US state attorneys general recently stepped up their scrutiny of big tech’s business practices. With corporate mammoths likely to be in the crosshairs of regulators for some time, equity investors should consider looking beyond the titans for opportunities in the sector.
The battlefronts for big tech are multiplying: in addition to state attorney generals, the US Department of Justice, the House Judiciary Committee and the Federal Trade Commission are all pursuing inquiries. Corporate policies on competition, privacy and data sharing are under the microscope. Investors face more uncertainty if, beyond potential fines, new regulations threaten corporate business models or force the breakup of some companies. Restricting the ability of these companies to leverage user data across multiple platforms could deal a painful blow to their main business advantage.
Facing the FAANGover from Regulation
The answers to these concerns will come only at the end of a years-long process. Government agencies are like a black box for equity analysts, making it hard to get reliable information about where the process is headed. Regulatory uncertainty helps explain some of the recent volatility in big tech stocks and is likely to cloud the outlook for the foreseeable future.
So, what to do? Given the uncertainty, we believe investors seeking to capitalize on the promise of technological growth should be wary of passive exchange-traded funds, whose baseline benchmark indices tend to be heavily weighted with tech giants and are backward-looking (Display).

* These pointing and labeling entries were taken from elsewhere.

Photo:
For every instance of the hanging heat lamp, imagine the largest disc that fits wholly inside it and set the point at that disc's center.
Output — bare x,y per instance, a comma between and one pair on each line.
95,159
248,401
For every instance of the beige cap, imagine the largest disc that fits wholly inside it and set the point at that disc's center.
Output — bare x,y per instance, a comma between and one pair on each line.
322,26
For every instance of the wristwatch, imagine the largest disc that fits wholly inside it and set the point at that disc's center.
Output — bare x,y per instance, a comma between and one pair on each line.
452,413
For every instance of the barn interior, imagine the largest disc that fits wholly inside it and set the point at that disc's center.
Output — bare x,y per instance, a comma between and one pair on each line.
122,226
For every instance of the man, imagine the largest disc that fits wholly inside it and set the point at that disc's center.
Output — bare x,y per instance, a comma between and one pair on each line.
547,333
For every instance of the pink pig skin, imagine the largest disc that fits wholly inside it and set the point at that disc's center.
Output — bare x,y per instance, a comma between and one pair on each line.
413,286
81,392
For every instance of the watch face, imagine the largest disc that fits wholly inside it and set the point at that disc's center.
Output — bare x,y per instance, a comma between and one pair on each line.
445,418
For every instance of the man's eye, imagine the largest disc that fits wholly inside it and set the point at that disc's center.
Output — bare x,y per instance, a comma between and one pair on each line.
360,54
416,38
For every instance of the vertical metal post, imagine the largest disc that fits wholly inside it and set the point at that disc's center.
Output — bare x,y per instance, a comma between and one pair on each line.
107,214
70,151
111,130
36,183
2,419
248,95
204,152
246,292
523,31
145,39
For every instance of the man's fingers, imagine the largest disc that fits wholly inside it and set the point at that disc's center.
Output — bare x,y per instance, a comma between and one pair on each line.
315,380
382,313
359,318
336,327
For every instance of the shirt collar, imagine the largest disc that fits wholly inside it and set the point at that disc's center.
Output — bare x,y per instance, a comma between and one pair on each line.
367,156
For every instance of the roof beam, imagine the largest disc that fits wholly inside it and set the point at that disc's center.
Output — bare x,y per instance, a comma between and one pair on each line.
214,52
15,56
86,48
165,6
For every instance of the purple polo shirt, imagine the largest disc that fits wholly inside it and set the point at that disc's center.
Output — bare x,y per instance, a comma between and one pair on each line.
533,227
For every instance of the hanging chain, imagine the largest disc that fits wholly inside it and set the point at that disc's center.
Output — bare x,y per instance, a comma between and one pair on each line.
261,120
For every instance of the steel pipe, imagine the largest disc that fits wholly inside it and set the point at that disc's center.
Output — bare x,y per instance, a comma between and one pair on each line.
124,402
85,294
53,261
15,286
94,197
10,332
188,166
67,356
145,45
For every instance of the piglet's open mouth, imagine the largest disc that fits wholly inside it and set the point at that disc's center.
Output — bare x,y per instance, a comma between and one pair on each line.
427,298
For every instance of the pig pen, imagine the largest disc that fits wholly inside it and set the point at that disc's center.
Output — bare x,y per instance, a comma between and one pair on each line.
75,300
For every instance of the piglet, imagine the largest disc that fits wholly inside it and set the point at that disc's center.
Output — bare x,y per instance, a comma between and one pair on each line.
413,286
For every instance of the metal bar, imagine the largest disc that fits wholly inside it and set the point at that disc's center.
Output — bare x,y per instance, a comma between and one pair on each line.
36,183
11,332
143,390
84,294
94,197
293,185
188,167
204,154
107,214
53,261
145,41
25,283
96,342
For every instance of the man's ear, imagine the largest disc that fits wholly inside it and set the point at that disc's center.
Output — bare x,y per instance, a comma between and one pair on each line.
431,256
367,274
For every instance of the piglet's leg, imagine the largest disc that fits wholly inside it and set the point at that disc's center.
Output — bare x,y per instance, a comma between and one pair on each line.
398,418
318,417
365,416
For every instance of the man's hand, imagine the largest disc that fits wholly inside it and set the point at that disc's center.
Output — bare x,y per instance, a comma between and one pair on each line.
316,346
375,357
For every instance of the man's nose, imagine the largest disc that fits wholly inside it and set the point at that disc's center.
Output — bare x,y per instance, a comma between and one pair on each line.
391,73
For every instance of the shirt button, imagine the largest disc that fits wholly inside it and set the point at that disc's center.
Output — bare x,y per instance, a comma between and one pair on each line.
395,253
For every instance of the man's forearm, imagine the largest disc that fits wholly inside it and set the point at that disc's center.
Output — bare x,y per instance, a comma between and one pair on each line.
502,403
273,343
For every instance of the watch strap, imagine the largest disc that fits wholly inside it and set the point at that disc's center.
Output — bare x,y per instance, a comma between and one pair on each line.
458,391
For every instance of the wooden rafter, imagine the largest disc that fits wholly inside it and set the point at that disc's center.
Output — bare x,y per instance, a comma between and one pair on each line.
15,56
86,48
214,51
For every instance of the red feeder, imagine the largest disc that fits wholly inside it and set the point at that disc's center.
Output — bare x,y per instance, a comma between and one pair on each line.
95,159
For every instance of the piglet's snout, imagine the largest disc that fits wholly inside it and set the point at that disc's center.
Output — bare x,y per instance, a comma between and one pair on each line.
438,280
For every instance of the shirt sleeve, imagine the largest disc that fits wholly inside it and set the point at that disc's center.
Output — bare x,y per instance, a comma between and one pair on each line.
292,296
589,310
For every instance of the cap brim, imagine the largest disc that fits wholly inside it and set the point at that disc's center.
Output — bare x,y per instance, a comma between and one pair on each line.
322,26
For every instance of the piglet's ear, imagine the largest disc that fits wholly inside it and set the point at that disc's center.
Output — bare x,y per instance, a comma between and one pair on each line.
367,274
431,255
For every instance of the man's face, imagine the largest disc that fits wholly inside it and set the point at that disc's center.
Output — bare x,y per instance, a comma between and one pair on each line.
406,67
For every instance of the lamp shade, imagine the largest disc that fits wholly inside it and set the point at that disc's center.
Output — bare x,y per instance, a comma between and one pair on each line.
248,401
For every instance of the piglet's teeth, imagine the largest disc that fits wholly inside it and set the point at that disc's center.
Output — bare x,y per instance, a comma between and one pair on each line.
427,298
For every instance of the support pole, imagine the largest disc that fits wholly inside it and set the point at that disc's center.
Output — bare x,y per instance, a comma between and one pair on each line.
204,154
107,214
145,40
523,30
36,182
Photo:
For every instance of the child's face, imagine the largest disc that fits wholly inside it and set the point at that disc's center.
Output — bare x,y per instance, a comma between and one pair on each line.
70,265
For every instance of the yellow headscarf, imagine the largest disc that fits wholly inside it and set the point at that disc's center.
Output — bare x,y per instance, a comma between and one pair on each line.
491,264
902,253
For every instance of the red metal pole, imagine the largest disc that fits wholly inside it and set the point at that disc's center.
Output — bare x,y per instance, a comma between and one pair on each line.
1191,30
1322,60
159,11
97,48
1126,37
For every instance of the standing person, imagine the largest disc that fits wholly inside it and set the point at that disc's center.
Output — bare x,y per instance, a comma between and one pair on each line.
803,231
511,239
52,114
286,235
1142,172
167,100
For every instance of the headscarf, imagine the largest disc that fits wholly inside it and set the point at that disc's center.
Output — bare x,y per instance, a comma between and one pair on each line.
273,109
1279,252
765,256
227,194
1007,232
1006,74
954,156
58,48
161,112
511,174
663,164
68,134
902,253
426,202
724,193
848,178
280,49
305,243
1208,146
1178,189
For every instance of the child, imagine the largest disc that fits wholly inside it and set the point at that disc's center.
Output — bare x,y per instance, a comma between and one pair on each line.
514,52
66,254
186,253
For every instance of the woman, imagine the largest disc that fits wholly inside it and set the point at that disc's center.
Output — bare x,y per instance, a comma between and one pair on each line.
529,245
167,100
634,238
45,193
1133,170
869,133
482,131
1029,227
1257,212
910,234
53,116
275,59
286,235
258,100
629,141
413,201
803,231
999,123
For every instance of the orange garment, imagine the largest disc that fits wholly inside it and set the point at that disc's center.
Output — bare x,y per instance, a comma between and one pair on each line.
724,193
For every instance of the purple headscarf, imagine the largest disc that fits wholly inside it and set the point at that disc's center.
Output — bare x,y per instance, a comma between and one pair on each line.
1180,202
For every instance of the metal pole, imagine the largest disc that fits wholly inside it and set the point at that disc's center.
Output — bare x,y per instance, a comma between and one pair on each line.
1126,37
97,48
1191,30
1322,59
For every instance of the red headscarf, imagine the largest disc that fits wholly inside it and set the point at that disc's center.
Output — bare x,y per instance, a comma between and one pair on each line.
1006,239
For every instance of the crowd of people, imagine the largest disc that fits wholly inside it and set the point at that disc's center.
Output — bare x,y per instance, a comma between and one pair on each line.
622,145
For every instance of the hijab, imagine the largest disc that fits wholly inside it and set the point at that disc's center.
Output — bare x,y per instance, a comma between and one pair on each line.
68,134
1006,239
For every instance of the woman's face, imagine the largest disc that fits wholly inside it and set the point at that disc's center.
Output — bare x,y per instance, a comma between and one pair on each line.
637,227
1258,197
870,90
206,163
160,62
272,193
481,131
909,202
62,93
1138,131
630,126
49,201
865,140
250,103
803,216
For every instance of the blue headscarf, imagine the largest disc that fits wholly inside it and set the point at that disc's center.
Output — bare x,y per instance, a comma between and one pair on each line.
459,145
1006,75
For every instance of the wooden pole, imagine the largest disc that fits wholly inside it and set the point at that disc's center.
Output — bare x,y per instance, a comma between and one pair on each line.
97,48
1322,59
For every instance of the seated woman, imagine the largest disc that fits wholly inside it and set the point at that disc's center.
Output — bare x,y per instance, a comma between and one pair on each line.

Instead, investors need to take a proactive approach to the technology sector. Many investors have relied on Facebook, Amazon, Apple, Netflix and Google—the FAANGs—to capture technology-driven growth. But we believe that there are many compelling trends and companies in technology with potential to generate alpha, and with less regulatory risk than some of the larger players. Opportunities can be found not only in technology hubs like Silicon Valley, but around the world as well.